PAR Deskeco - 26 juil 2019, Dans Actualités

Le gouverneur de la Banque centrale du Congo, Déogratias Mutombo, a fait, au cours de la conférence de presse tenue le mercredi 24 juillet à l'issue de la sixième réunion du Comité de politique monétaire, le point sur la réunion de l'ABCA (Association des banques centrales d’Afrique) tenue à Kinshasa le 12 juillet.

A cette occasion, il a fait le point sur le PCMA notamment sur les tendances dans la réalisation des 8 critères de convergence des performances macro-économiques au niveau de la sous-région de l'Afrique centrale. Ce, avant la grande réunion de toutes les banques centrales de l'Afrique prévue dans la première semaine du mois d'août prochain à Kigali au Rwanda.

Selon l'examen du PCMA en 2017, seuls 18 pays sur les 52 du continent membres ont satisfait aux 4 critères de premier rang. Pour les 4 autres critères de deuxième rang, seul un seul pays à satisfait. Lors de la réunion d'août à Kigali, il sera question d'examiner le rapport 2018 sur la mise en œuvre du PCMA dans les 52 pays membres. Cependant, Déogratias Mutombo estime que les résultats pourraient vraisemblablement être les mêmes. C'est à dire seul un pays sur les 52 du continent satisfait globalement aux 8 critères de convergence des performances macro-économiques du PCMA.
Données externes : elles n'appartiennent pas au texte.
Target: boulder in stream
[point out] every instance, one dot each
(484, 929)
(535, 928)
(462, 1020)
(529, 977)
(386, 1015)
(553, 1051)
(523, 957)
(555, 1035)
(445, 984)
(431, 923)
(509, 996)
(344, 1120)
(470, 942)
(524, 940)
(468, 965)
Ces 8 critères sont : Réaliser un taux d'inflation inférieur ou égal à  7%, le déficit budgétaire global par rapport au PIB doit être inférieur ou égal à 5%, le crédit de la banque centrale au gouvernement doit être inférieur ou égal à 5%, les réserves extérieures doivent couvrir au moins 3 mois des importations des biens et services sur ressources propres, le ratio  dette publique/PIB doit être inférieur ou égal à 65%, le ratio Recettes fiscales totales/PIB doit être supérieur ou égal à 20%, le Taux de change nominal doit avoir une variation de plus ou moins 10%, le ratio Investissement en capital du gouvernement/Recettes fiscales doit être supérieur ou égal à 30%.

"Si les pays africains ne parviennent toujours pas à réaliser ces critères de performance, il sera difficile d'accélérer le développement de nos économies surtout que l'on sait que la croissance des économies africaines est liée à l'évolution des économies des pays avancés. La baisse de la croissance mondiale attendue cette année de 3,3% reflète la baisse de l'activité dans les pays avancés et même émergents. C'est dire que ce sont ces pays là qui dictent l'évolution de l'économie mondiale. Il ne faut pas soumettre l'évolution de l'économie africaine à l'évolution des économies des pays avancés", a dit Déogratias Mutombo, plaidant pour l'accélération des réformes dans les pays africains y compris la RDC afin d'arriver aux mêmes performances économiques nécessaires aussi bien à l'intégration africaine qu'aux objectifs de la Zone de libre échange économique continentale (ZLEC) lancée par les chefs d'État à Niamey au Niger.